Minister for Agriculture, Drought and Emergency Management David Littleproud said the Supporting Agricultural Shows program will provide a one-off reimbursement to agricultural show societies to deal with cash flow pressures caused by COVID-19 related cancellation of agricultural shows.
“This funding supports not only the big Royal Shows in each capital but right down to the small country show, because we acknowledge the role shows play in connecting agriculture and regional Australia to metropolitan Australians,” Minister Littleproud said.
“There is a real risk that if we don’t help that not only could Royal Shows cease to function the way they are now but also those small shows all of which are run by volunteers could fold.
The $36 million Supporting Agricultural Shows program comprises three components:
$10 million in operational support for local show societies.

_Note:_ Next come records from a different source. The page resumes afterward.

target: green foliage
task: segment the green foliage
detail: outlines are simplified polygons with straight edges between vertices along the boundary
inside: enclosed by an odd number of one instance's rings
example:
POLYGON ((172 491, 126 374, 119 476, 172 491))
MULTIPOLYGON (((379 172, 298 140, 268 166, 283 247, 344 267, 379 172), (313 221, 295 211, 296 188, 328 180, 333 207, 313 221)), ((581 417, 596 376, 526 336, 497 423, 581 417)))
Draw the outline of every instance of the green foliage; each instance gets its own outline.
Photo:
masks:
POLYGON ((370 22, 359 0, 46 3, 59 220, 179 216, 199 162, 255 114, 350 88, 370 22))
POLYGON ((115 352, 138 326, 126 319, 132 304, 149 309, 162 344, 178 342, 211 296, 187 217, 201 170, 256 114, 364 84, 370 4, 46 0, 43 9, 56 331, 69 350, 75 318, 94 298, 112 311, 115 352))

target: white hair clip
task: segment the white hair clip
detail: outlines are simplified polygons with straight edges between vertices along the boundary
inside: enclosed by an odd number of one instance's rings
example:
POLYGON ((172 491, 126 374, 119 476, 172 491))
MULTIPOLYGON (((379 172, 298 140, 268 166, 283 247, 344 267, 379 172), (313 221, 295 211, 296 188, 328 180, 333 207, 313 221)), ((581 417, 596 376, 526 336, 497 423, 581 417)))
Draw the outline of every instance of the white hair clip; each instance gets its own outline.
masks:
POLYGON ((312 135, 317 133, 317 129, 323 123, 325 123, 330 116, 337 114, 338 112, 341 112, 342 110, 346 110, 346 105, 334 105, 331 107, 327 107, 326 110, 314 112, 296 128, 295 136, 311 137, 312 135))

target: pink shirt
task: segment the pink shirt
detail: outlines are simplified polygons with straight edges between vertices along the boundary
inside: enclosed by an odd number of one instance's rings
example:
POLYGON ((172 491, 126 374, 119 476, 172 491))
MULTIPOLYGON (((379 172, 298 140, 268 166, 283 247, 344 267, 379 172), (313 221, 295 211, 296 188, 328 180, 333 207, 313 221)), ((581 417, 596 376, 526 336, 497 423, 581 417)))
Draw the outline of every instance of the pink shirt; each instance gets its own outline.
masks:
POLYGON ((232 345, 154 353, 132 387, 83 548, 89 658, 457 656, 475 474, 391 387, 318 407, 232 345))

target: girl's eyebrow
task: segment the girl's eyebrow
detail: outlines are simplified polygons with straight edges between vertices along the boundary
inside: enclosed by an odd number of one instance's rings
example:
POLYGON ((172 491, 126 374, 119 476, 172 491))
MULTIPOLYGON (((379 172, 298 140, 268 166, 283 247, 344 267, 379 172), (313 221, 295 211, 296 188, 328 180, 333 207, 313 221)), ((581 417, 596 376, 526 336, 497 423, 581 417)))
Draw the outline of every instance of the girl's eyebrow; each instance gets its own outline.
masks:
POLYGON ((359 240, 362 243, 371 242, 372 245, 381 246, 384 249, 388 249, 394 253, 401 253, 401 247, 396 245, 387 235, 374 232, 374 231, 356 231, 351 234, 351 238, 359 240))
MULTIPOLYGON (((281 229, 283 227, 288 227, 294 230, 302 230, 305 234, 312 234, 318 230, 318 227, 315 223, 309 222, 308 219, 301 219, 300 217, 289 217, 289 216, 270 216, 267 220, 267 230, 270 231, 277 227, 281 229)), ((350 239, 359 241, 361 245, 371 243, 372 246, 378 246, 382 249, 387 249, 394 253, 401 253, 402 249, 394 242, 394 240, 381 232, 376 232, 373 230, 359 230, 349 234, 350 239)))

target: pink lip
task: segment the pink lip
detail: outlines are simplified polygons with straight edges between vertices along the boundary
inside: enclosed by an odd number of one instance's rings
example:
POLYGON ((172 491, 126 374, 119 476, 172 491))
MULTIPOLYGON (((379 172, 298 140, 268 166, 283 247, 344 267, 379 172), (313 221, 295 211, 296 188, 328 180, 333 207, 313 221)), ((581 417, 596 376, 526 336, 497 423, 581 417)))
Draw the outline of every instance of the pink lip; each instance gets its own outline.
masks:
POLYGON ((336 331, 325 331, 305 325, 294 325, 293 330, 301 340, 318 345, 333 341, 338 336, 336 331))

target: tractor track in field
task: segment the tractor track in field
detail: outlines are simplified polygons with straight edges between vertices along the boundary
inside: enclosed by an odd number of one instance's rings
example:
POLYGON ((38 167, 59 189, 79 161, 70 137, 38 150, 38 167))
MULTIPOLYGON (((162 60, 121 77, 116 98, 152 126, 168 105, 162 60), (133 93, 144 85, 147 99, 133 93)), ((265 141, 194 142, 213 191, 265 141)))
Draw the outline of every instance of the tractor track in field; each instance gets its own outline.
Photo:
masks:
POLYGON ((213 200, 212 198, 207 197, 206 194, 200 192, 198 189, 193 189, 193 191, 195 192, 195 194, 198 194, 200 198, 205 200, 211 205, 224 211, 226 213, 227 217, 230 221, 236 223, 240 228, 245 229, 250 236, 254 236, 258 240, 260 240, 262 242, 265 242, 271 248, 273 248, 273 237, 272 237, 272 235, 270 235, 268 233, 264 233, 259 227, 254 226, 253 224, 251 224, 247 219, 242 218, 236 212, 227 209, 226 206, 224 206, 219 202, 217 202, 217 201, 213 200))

Shows will be able to claim up to $10,000 if their attendance last year was less than 2,000, up to $15,000 if their attendance was between 2,000 and 4,999 and up to $70,000 if their attendance was over 5,000
$26 million in operational support for Royal Agricultural Show societies which can additionally to claim for unrecoverable costs associated with preparing for the cancelled show.
$100,000 in operational support for Agricultural Shows Australia’s Rural ambassador program.
All agricultural shows that have cancelled their show in 2020 because of COVID-19 will be eligible and they will not have to compete for assistance.
Eligible reimbursement costs are expected to include: Bank fees, utilities, rates, insurance, fire alarms and equipment, cleaning supplies, telecommunications, IT system licencing costs, website costs, state/national show body affiliation fees and rent.
For more information on the agricultural show societies Fund, go to https://www.regional.gov.au/regional/programs/covid-19-relief-and-recovery-fund.aspx
An urgent support program estimated at around $50 million needs to be made available for Field days and their local communities that have suffered under the same stresses.